3.とある繁華街の居酒屋にて
――とある繁華街にて。
そう、先ほど、魔王の家来であるエアリーが自らの仕事をこなすために訪れた、あの繁華街だ。
その繁華街に規模はそんなに大きくはないけれども、お洒落で人気のある居酒屋があった。
そこでノアと呼ばれる20歳そこそこの青年と、その仲間たちが楽しそうに過ごしていた。
ノアの仲間たちは男女混合で5人ほど居て、彼らの年齢はノアとほとんど変わらないようにみえた。
黒髪ドレッドヘアに目鼻のくっきりした顔立ち、濃い目の化粧、褐色の肌、身体のラインがはっきりとわかる露出度の高い服装という個性的な容姿の、イケイケな雰囲気をまとった女性がピンク色のカクテルを手にしながらふと呟くように言った。
「……そういや思ったんだけどさ、この頃男同士のカップル増えた気がしない?」
すると、その女性の向かい側の席に座っていた、左眼に黒い眼帯を付けた男性が、「あ、それ俺も思った」と、女性の発言に対して同意をした。
すると、ふたりの共通の友人であると思われる茶髪ショートカットの女性が、
「この間夜中に公園に行ったら、男同士でキスしてたよ」と、会話に混ざってきた。
すぐ傍に座っていた黒髪三つ編み黒縁眼鏡の女性が、かすかに頬を染め、周囲に聞こえるか聞こえないかくらいの声量でぼそっと呟いた。
「男同士で……キス……」
「うげっ、マジかよ」
黒い眼帯を付けた男性の隣に座っていた、金髪碧眼の男性が、茶髪ショートカットの女性の発言にドン引きしていた。
「男同士のキスなんて、想像しただけで砂吐きそう……おえー」
「ちょっ、大丈夫!?」
黒髪ドレッドヘアの女性が心配そうに声をかける。
「お、おう、なんとか大丈夫だ」
「そっか、それなら良いんだけど」
「男同士でなんて、ありえないよな~ なぁ、ノア?」
金髪碧眼の男性は、一番端の席に座っていたノアという、銀髪緑眼の青年に話を振った。
「!?……お、おう……」
いきなり話を振られて戸惑ったノアは、話の内容をほとんど理解できていなかったものの、とりあえずの返事をした。というのも、彼は仲間たちとの会話よりも、居酒屋での美味しい食事を楽しむことに夢中になっていたからだ。
枝豆に冷奴、白和えに焼き鳥、たこわさにフライドポテト、塩キャベツ……。
ノアはお酒自体はあまり好きではないのか殆ど飲まなかったが、いわゆる“酒のつまみ”と称される料理はたらふく食べていた。

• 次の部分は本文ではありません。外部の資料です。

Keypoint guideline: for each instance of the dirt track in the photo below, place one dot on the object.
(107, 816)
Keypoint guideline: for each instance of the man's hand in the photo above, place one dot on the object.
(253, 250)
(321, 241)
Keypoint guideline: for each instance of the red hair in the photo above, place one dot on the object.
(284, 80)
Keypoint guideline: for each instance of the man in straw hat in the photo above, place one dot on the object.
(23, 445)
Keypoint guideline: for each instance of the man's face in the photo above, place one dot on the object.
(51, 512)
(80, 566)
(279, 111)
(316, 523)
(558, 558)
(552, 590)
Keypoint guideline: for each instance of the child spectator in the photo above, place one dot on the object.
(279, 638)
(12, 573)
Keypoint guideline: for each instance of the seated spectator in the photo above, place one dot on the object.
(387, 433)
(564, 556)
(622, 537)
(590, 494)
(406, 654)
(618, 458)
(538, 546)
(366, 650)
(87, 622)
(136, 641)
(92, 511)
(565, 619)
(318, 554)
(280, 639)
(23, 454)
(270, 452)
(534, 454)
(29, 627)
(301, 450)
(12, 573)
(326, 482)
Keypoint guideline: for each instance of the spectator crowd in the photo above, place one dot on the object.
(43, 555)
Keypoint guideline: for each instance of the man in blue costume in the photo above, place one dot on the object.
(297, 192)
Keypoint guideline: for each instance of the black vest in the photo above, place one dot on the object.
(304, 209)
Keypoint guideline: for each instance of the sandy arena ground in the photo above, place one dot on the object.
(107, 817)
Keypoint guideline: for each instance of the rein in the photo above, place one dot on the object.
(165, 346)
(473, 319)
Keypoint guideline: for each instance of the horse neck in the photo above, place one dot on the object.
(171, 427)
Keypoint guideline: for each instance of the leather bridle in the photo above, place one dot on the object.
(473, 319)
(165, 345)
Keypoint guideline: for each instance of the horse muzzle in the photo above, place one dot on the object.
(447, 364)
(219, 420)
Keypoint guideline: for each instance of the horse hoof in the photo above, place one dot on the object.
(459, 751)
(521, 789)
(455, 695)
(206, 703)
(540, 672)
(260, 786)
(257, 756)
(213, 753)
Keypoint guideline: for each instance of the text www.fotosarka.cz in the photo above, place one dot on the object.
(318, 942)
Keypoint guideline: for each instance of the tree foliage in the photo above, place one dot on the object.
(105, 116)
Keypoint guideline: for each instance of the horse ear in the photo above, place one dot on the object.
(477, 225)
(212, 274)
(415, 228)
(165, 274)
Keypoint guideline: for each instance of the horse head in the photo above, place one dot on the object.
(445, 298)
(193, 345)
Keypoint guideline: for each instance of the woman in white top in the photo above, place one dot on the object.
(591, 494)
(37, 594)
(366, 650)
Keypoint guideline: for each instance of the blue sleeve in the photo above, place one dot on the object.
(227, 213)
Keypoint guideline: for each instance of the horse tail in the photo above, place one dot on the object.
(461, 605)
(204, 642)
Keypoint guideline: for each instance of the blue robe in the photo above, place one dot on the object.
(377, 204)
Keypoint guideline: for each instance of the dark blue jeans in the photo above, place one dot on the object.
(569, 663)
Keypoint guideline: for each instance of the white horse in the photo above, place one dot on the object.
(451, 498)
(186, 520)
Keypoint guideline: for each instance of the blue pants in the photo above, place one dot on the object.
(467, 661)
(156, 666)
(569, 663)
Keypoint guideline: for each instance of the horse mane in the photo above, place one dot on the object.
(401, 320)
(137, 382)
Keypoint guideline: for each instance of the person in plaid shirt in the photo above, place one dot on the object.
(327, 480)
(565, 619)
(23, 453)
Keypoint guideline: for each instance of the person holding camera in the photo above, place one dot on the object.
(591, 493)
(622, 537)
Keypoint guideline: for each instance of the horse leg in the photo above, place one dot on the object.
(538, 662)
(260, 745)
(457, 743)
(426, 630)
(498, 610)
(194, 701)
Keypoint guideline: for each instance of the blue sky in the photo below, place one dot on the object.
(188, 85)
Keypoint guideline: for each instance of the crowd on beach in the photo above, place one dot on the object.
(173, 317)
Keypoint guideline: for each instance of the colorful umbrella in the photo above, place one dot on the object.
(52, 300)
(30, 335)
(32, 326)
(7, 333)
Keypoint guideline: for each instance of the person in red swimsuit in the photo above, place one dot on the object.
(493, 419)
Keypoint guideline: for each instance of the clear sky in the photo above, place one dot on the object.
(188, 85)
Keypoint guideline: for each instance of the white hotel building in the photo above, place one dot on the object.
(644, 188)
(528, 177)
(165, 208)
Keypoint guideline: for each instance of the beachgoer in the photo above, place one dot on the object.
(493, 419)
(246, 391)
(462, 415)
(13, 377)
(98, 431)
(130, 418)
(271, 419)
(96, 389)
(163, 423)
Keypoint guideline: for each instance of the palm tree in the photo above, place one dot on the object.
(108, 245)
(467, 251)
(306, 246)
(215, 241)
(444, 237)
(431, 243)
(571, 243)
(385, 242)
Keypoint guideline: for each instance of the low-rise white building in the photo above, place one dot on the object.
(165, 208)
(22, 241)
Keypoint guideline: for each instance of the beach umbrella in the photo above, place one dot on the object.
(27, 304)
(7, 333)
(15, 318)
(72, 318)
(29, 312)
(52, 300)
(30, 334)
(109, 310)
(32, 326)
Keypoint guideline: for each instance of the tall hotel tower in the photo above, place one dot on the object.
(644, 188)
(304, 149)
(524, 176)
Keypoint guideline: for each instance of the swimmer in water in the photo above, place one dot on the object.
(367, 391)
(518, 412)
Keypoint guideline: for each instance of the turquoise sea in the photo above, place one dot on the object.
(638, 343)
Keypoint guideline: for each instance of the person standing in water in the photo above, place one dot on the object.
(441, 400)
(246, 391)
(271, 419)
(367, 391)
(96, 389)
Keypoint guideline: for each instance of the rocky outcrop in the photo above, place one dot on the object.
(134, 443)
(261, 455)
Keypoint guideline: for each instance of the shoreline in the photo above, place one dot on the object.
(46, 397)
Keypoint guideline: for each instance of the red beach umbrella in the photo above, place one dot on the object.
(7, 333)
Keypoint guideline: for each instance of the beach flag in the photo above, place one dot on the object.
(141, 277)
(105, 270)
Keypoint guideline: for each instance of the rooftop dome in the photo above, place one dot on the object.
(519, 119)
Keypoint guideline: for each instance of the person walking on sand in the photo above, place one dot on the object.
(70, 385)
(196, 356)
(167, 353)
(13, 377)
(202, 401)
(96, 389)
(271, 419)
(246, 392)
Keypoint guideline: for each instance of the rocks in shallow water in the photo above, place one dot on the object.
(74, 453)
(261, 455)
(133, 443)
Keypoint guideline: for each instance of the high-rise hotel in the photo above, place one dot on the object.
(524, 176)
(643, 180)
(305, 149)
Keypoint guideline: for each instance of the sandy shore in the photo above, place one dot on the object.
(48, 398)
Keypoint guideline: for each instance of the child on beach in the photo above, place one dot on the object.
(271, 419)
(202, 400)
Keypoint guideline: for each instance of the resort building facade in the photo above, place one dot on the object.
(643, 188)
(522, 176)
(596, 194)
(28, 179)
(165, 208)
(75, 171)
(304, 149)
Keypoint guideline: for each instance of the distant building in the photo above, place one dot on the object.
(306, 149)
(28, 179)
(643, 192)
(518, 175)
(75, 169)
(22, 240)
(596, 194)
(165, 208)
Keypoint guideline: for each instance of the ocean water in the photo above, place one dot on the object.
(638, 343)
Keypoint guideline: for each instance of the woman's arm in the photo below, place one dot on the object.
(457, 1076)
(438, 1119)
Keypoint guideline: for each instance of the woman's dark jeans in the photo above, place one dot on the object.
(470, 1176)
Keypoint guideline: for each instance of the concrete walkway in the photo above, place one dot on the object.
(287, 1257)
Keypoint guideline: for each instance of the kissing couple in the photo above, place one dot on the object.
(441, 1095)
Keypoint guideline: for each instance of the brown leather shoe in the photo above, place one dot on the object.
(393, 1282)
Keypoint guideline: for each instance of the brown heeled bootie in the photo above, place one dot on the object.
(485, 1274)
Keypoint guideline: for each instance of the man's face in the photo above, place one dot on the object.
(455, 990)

「それにしてもここの料理は相変わらずどれも旨いな。特にこの焼き鳥、最高だぜ!」
満足そうに焼き鳥を味わうノアに、金髪碧眼の男性はやや呆れた様子で「それにしてもお前、ほんとによく食うよな」と言った。
するとすかさず、黒髪ドレッドヘアの女性が口を開いた。
「そのわりにはノア、体型全然変わってなくない? 羨ましいわ」
黒髪三つ編み黒縁眼鏡の女性はまたしても周囲に聞こえるか聞こえないかくらいの声量で呟くのだった。
「うらやま……しい……」
彼女の声が聞こえているのか聞こえていないのかわからないが、周囲の人々は誰ひとりとして彼女の言葉に反応することはなかった。
「あーしこの頃彼氏に痩せろって言われてんだけどー 何かコツとかあんの?」
黒髪ドレッドヘアの女性の問いかけに、茶髪ショートカットの女性は頭を悩ませた。
「うーん……コツねぇ……」
「好きなものたらふく食べても綺麗に痩せられる方法あればいいんだけどな」
茶髪ショートカットの女性が何かを言いかけたその時――。
「ターゲット発見! なの~!」
どこからともなく現れたのは、魔王の家来であるエアリーだった。